There are a couple cards in the set that don't actually show the player's face which I find kind of weird:

#141

None of the rookie cards show the player actually playing baseball.  They're either superimposed on a background (Marines, Hawks, Fighters, Buffaloes, Lions and Eagles):

#152

Posed in front of a solid background (white for the Dragons and Giants, blue for the Tigers and grey for the Swallows):

#36

Or at the team's press conference to introduce the 2022 draft class (Carp and Baystars).  The Baystars cards all include the disembodied arm of (presumably) manager Daisuke Miura:

#87

I mentioned earlier that I like horizontally oriented cards.  I do have to question the editorial decision to use a horizontal format for this one though:

#28

That above covers the fronts of the cards.  The backs continue show the barest level of effort from Topps:

#163 (Chusei Mannami)

I keep thinking Topps is going to get better with their NPB products and I keep getting disappointed.  The binder that I keep my Topps NPB cards in is pretty much full now after this set and I will have to think long and hard about whether I will want to devote a second binder to any additional product from them.

To see all the cards in the set (including parallels and inserts), take a look over at Jambalaya.

4 comments:

Nick Vossbrink said...

Whoa. No double photos. I guess that would have looked weird on the posed rookies cards. Really strange to see so much stripped from the MLB design though.

NPB Card Guy said...

Yeah, when I first saw the 2023 Topps MLB design I thought "Well, that would look interesting for the NPB set". But I figured there'd be no way they'd do the team logo in the big six sided box and pretty unlikely that they'd do the head shots and I was right.

BBM and Calbee usually have "mug shots" of the players on the back of their cards. I could see BBM trying a design with the profile photo on the front.
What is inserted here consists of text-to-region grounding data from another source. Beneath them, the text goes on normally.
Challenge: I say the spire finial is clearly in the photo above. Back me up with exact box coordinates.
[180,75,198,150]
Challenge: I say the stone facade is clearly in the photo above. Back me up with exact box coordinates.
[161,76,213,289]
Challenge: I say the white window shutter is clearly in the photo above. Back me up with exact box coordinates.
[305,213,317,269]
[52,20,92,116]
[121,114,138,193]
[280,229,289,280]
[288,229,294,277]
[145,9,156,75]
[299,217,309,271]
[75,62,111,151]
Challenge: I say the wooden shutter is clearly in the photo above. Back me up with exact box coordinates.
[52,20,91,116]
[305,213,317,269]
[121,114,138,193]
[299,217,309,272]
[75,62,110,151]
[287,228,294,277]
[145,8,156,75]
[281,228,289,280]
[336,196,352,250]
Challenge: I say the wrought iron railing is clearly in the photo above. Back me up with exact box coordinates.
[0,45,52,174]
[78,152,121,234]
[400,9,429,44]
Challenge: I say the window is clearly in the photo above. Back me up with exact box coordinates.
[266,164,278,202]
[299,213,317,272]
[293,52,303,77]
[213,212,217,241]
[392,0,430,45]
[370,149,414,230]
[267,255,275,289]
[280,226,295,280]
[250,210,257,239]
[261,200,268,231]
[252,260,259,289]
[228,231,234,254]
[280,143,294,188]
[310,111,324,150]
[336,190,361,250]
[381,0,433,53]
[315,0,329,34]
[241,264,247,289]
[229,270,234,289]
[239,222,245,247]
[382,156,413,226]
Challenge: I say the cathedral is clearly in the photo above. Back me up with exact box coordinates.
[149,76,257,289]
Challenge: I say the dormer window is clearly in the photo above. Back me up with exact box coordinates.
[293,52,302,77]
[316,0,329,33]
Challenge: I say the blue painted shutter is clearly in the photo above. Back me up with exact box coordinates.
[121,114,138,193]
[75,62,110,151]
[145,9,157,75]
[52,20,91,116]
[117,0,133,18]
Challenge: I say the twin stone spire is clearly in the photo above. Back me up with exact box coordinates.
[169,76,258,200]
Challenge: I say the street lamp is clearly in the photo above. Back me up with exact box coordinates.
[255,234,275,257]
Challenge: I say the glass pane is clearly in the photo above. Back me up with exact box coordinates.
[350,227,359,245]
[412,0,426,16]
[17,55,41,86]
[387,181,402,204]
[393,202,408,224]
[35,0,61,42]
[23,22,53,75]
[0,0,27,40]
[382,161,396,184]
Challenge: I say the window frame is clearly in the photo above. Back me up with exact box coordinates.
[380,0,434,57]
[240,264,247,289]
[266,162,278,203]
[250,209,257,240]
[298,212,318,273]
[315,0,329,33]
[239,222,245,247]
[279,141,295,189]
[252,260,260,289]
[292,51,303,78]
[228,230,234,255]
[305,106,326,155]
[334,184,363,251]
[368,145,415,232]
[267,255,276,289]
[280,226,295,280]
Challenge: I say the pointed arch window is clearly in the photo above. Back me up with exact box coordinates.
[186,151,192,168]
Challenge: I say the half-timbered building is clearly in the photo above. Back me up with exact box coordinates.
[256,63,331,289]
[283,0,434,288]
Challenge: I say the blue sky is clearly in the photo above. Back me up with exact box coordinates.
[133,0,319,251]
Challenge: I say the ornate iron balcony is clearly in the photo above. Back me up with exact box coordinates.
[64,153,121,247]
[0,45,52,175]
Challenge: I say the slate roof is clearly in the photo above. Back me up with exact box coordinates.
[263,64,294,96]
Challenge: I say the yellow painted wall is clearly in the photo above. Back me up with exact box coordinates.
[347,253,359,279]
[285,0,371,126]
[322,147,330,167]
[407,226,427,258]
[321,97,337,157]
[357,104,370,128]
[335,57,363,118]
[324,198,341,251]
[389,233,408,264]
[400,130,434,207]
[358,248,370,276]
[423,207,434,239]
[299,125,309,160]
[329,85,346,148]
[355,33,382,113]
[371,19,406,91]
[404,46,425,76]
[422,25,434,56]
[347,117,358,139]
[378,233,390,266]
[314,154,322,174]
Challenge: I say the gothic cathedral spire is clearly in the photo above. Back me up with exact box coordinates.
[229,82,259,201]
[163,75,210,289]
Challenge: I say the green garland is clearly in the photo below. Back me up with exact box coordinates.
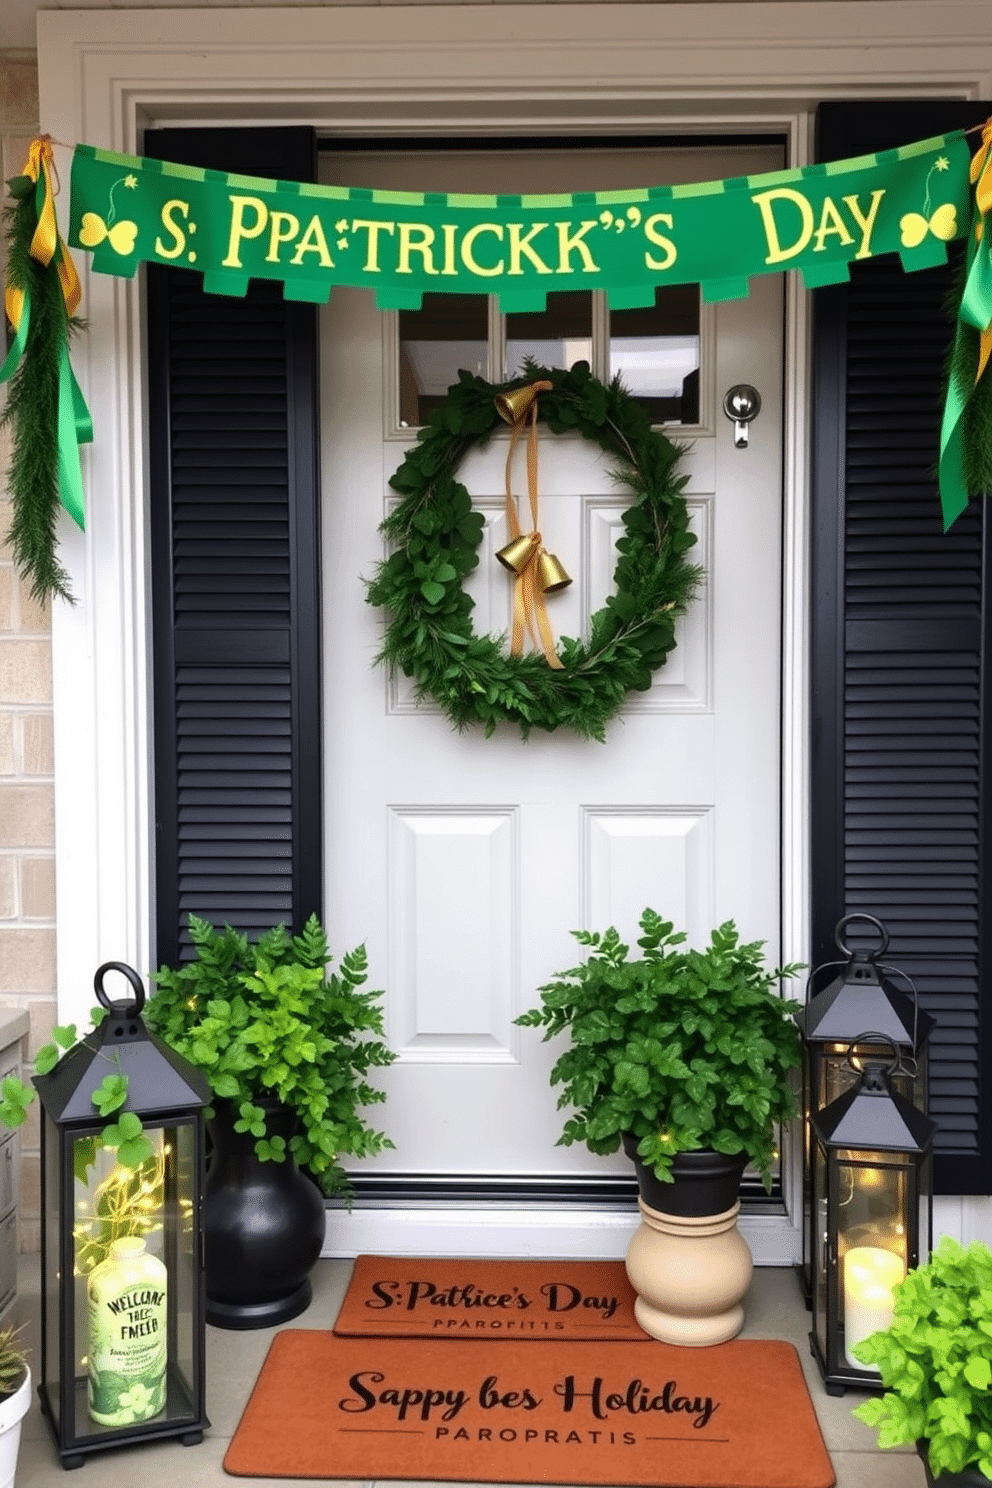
[2,176,82,604]
[366,363,702,741]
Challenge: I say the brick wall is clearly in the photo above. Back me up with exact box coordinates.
[1,51,50,1252]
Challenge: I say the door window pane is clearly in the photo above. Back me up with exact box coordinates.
[609,284,700,424]
[505,292,592,378]
[399,294,489,426]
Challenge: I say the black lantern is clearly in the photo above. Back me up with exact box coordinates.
[809,1036,935,1395]
[795,913,933,1305]
[34,963,210,1468]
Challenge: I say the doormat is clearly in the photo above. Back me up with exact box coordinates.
[224,1331,835,1487]
[334,1256,648,1341]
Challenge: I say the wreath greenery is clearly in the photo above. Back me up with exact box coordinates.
[365,362,702,741]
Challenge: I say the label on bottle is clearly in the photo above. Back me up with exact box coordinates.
[87,1240,168,1426]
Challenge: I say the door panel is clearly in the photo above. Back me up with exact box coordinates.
[320,142,784,1186]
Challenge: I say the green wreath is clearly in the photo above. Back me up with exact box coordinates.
[365,362,702,741]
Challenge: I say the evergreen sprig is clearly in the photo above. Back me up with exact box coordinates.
[365,362,702,740]
[2,179,81,604]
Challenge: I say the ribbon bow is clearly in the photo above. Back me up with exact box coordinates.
[495,380,568,670]
[938,121,992,528]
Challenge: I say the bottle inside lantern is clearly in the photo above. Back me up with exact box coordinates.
[87,1235,168,1425]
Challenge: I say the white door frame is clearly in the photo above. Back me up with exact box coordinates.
[37,2,992,1256]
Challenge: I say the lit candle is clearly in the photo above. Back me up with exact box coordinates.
[843,1245,906,1369]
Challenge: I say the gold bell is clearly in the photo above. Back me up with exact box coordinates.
[495,533,540,574]
[535,550,572,594]
[495,384,543,426]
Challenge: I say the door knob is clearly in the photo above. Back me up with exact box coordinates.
[723,384,762,448]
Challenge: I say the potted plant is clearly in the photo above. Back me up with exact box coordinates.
[0,1325,31,1488]
[516,908,803,1343]
[852,1237,992,1486]
[147,912,395,1327]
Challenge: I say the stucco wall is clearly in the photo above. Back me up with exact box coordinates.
[1,51,48,1251]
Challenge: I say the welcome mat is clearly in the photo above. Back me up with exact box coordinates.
[334,1256,648,1341]
[224,1332,835,1487]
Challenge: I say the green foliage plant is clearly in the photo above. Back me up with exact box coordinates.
[147,913,395,1201]
[853,1238,992,1481]
[365,362,702,740]
[0,1325,29,1398]
[515,909,803,1190]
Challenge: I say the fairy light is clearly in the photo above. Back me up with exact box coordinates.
[72,1141,167,1277]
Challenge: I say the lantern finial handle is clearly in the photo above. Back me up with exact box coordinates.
[834,912,889,961]
[93,961,145,1016]
[846,1031,900,1078]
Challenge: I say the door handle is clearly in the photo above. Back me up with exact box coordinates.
[723,384,762,448]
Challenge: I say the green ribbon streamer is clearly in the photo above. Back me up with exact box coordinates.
[0,284,30,386]
[939,198,992,530]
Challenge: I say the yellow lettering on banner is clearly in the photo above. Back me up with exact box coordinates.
[266,210,300,264]
[223,195,269,268]
[556,220,600,274]
[843,190,885,260]
[462,223,505,278]
[508,222,552,276]
[290,214,334,268]
[351,220,396,274]
[812,198,854,254]
[398,223,438,276]
[155,199,190,259]
[644,213,677,272]
[752,187,815,264]
[441,223,458,276]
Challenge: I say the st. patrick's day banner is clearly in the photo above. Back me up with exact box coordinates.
[2,124,992,604]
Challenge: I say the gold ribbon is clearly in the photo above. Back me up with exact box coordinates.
[4,137,82,333]
[498,381,565,670]
[969,122,992,385]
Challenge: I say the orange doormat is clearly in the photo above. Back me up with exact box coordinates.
[334,1256,648,1341]
[224,1331,835,1487]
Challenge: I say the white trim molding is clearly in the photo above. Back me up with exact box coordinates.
[35,2,992,1256]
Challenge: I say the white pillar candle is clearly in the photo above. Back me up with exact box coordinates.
[843,1245,906,1369]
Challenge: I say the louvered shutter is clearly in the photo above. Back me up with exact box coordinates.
[812,102,992,1194]
[146,127,321,966]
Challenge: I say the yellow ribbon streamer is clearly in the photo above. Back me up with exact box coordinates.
[969,122,992,385]
[4,137,82,331]
[501,380,564,670]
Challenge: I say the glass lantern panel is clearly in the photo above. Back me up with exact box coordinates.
[816,1043,915,1109]
[835,1153,908,1372]
[42,1110,62,1432]
[811,1136,830,1363]
[399,294,489,427]
[70,1121,199,1442]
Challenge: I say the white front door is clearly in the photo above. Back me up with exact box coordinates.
[320,141,786,1254]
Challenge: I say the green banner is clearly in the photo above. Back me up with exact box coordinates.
[69,132,973,311]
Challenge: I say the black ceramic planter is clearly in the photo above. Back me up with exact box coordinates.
[203,1098,325,1329]
[622,1135,748,1215]
[917,1443,992,1487]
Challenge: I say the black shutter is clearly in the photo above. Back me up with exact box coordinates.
[812,102,992,1194]
[146,128,321,965]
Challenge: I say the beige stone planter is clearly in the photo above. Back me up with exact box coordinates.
[625,1196,754,1345]
[622,1143,754,1346]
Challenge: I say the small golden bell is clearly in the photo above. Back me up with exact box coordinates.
[495,384,542,426]
[535,550,572,594]
[496,533,540,574]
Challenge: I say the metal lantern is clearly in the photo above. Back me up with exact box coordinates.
[795,913,933,1305]
[809,1036,936,1396]
[34,962,211,1468]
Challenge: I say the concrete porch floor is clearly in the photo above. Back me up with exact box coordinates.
[11,1256,924,1488]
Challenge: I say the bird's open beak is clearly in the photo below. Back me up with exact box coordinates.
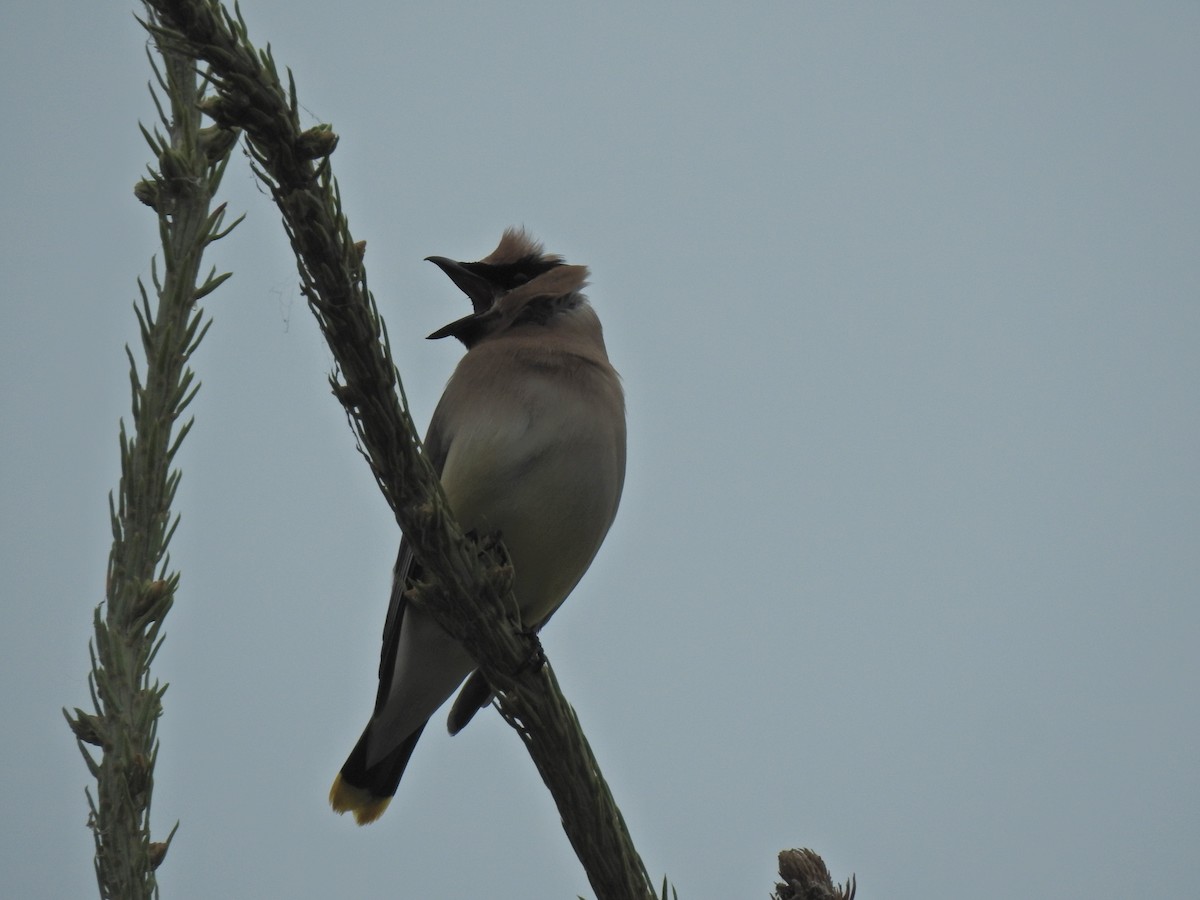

Calbee'd never do it though.

Jason Presley said...

I kind of wish they would abandon the notion of a Bowman NPB set and rotate through other concepts each year, like a year of Heritage, a year of Finest, do a menko-style set like like they do with A&G or T206 for MLB.

NPB Card Guy said...

I'll pass on Finest but I like the other ideas. I'd love for them to do a combination OB/active player Archives set using old Topps designs.

I think I've mentioned before that I'd like them to embrace their Topps-ness rather than trying to be a crappier version of Epoch. They should select a "Rookie All Star Team" and put the little trophies on the cards.